One obvious question is just how certain future health insurance really is under the Affordable Care Act.   Beginning almost immediately after the ACA’s passage, and especially after the 2016 elections, its opponents have sought to either eliminate or significantly scale back the ACA.  Although this has not yet happened, the future remains unsure, and at least one important element of the insurance “guarantee” — the “individual mandate” requiring citizens to have some sort of health insurance – was effectively eliminated with the Tax Cuts and Jobs Act of 2017.  While the Cuevas trial court did not directly address this — it only found that the evidence of future insurance, in that case, did not show reasonable certainty, not that it could not be addressed at all — other cases have hinted more directly at this uncertainty, such as Leung v.
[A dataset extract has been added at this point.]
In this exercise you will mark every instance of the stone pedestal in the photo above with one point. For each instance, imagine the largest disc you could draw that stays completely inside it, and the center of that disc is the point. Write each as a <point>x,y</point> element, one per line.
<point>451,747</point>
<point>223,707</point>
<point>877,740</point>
Verdugo Hills Hospital, which noted that “future medical insurance is uncertain and speculative.” However, the appellate court in Cuevas specifically found that the trial court acted improperly in concluding that coverage under the ACA in the future was speculative.  In doing this, however, the appellate court in Cuevas did not even address whether there was sufficient evidence that future health insurance under the ACA was likely to be available to cover the plaintiff’s medical bills.

Where Now for Future Medical Damages Awards?

The ruling in the Cuevas case was definitely a strike against plaintiffs in medical malpractice cases in that it allowed evidence of future health insurance – and discounted medical bill payments under health insurance – to be introduced in order to limit medical damages.  How well this ruling will hold up under more recent evidence of the ongoing efforts to weaken the ACA isn’t yet clear.  The Cuevas appellate ruling itself occurred after the initial attacks on the ACA, but before some of the more recent efforts to overturn or limit the Act, and even within the case itself, the court’s holding was based almost in its entirety upon the opinions of a single defense expert.  And that expert himself had admitted in deposition that there was instability regarding the benefits and reimbursement rates such that no particular rate could be guaranteed into the plaintiff’s future.

At this point, only time will tell, both for the future viability of the ACA and for its applicability as a limiting factor in the calculation of future medical damages for personal injury victims.